Duncan açık bir öfkeyle odanın içinde dolaşıyor, “O vELETİ ÖLDÜRECEĞİM!!”
Kenardan bir adam, “Efendim, sakin olun. Skandal, FAA'nın bizi izlemesine neden oldu ve olay bu şekilde arttığına göre pervasız olmayı göze alamayız” dedi.
Duncan hayal kırıklığı içinde “TANRI'YI BİLİYORUM!” diye bağırdı.
Daha sonra derin bir nefes alıp sakinleşmeye çalıştı, öfkesini biraz dindirdikten sonra “Burada fazla kalamayız, tanığımız da yok. Öldürün onu” dedi.
Bunu duyan Manuel'in yüzü tüm renklerden arındırılır.
“Efendim LÜTFEN BENİ BAĞIŞLAYIN! BEN BUNU DÜZELTECEĞİM!” dedi çaresizce, zamanının gelmek üzere olduğunu hissedebiliyordu.
Manuel, Duncan'ın bacağını yakaladı, Duncan hayatı için yalvarıyor.
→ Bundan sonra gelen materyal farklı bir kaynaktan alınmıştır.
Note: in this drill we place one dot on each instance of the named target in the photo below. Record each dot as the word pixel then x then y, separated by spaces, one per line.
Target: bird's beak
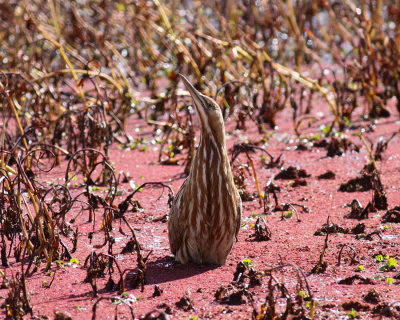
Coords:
pixel 196 95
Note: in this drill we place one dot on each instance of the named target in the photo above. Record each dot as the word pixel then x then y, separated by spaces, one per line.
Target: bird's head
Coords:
pixel 208 111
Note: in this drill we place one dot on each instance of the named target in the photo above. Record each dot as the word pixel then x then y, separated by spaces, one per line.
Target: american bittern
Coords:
pixel 205 215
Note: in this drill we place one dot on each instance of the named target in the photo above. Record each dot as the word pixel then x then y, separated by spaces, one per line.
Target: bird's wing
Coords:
pixel 239 210
pixel 175 226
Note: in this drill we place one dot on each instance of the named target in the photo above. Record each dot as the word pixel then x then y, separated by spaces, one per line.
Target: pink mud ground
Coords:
pixel 293 241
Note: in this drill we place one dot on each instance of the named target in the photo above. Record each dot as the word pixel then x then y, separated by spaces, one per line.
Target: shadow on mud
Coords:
pixel 167 269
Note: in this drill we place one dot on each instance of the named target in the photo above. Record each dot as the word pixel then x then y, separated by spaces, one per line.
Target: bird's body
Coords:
pixel 205 215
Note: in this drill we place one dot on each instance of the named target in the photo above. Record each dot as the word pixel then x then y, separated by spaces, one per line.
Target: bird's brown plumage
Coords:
pixel 205 215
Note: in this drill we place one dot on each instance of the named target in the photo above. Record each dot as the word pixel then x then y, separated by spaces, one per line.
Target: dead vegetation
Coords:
pixel 72 74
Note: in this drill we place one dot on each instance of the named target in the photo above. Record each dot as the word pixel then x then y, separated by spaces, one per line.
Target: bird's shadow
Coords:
pixel 166 269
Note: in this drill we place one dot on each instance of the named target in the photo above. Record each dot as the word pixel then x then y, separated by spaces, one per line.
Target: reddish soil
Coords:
pixel 293 240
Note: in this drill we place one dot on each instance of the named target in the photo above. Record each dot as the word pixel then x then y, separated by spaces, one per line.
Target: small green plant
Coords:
pixel 263 159
pixel 360 268
pixel 303 294
pixel 248 263
pixel 288 215
pixel 390 264
pixel 352 314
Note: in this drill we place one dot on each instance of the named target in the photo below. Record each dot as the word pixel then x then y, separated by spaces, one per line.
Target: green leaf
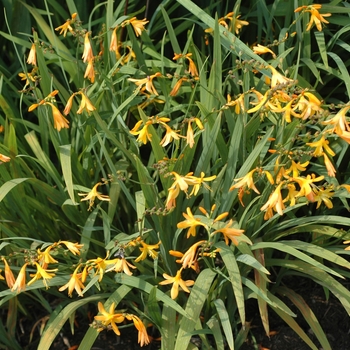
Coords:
pixel 65 159
pixel 54 326
pixel 235 277
pixel 194 306
pixel 225 322
pixel 308 314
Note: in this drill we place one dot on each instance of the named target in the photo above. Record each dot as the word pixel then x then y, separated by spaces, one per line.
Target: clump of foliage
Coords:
pixel 165 172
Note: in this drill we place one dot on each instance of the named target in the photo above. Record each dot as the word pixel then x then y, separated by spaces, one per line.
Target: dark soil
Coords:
pixel 332 316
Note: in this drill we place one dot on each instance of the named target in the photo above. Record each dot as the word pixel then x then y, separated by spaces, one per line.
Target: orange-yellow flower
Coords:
pixel 339 122
pixel 190 135
pixel 320 146
pixel 191 223
pixel 143 134
pixel 74 283
pixel 148 249
pixel 143 338
pixel 324 195
pixel 92 195
pixel 42 273
pixel 67 26
pixel 122 265
pixel 329 166
pixel 177 282
pixel 9 277
pixel 32 55
pixel 87 53
pixel 90 71
pixel 238 103
pixel 274 202
pixel 28 77
pixel 295 168
pixel 260 49
pixel 148 82
pixel 198 181
pixel 169 136
pixel 59 121
pixel 138 25
pixel 4 158
pixel 246 181
pixel 229 233
pixel 45 257
pixel 191 65
pixel 74 248
pixel 109 318
pixel 189 258
pixel 85 104
pixel 316 18
pixel 306 185
pixel 20 283
pixel 277 78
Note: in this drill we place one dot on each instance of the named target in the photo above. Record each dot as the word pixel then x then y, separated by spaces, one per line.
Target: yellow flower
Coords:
pixel 190 135
pixel 260 49
pixel 74 283
pixel 45 257
pixel 339 122
pixel 9 277
pixel 274 202
pixel 170 134
pixel 74 248
pixel 237 103
pixel 191 65
pixel 316 18
pixel 262 99
pixel 173 192
pixel 229 233
pixel 292 194
pixel 90 72
pixel 148 82
pixel 295 168
pixel 177 86
pixel 329 166
pixel 87 53
pixel 29 77
pixel 59 121
pixel 238 24
pixel 122 265
pixel 138 25
pixel 109 318
pixel 42 273
pixel 91 196
pixel 143 338
pixel 148 249
pixel 67 26
pixel 307 106
pixel 324 195
pixel 319 145
pixel 246 181
pixel 306 185
pixel 20 283
pixel 85 104
pixel 191 223
pixel 100 265
pixel 198 181
pixel 190 257
pixel 4 158
pixel 177 282
pixel 32 55
pixel 143 134
pixel 278 78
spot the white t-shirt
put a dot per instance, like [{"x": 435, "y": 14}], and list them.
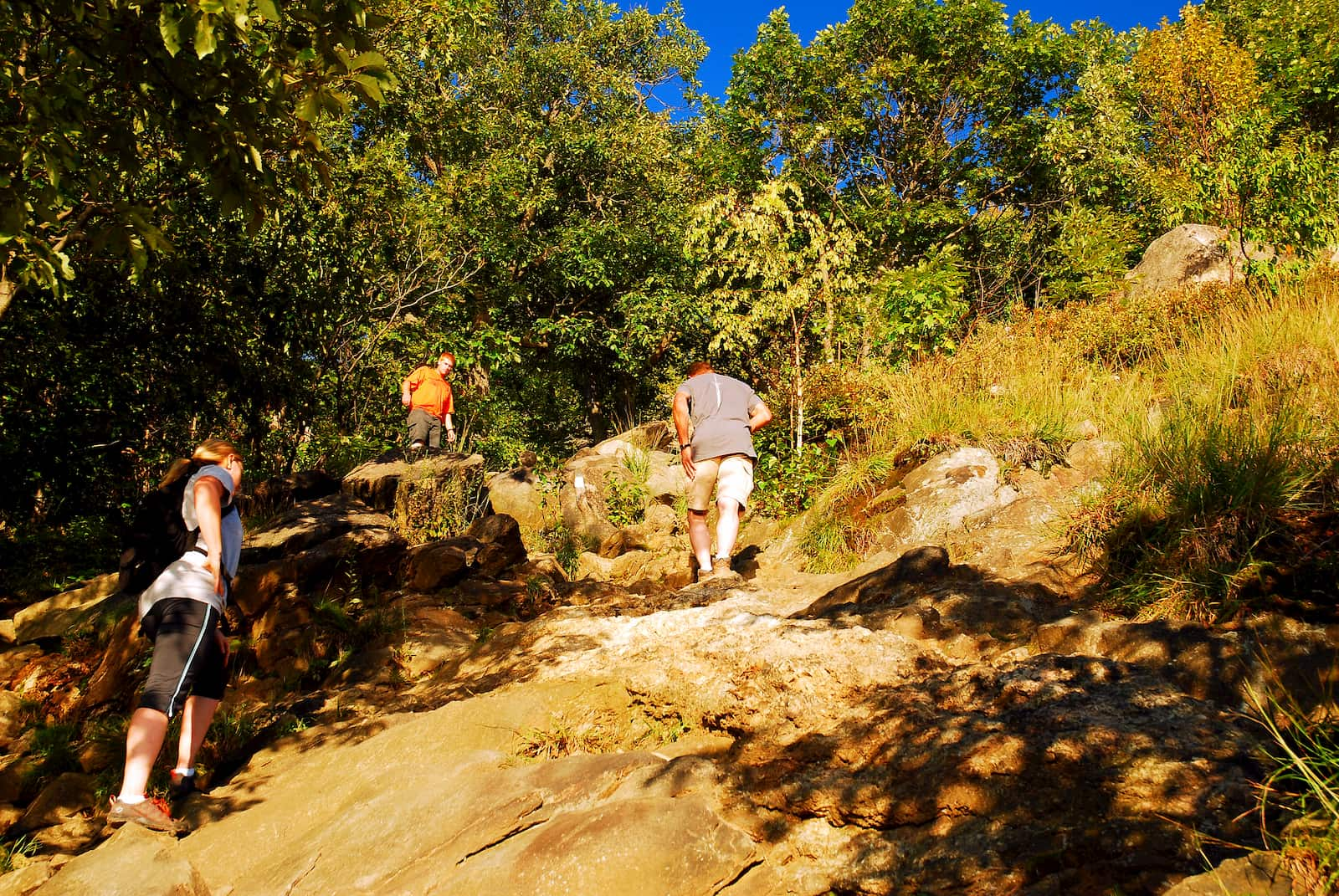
[{"x": 189, "y": 576}]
Duncan ona soğuk bir bakış attı, “FAA seni sorgulayacak, eğer bu sızdırılırsa bu bizim itibarımıza zarar verir. Yani her iki durumda da öleceksin. Bu boku yarattığın için kendini suçla yeter.” Manuel'i tekmeleyerek onu yere düşürüyor .
Daha sonra ışınlanmadan önce cebinden beyaz bir kristal çıkarır.
Odanın etrafındaki insanlar Manuel'e ölümcül bakışlar atıyor; sırtı terden sırılsıklam olmuş ve omurgası soğumuştu.
Bir adam parmak eklemini çıtırdatarak ona doğru yürüyor.
vücudu güçlü bir aura yaymaya başladığında Manuel'in önünde çömeldi: “Güle güle!”
ÇATIRTI!!
Manuel'in suratına yumruk atarak kafasını et ezmesine çarptı, ardından diğerine gitmesini işaret etmeden önce elindeki kanı yaladı.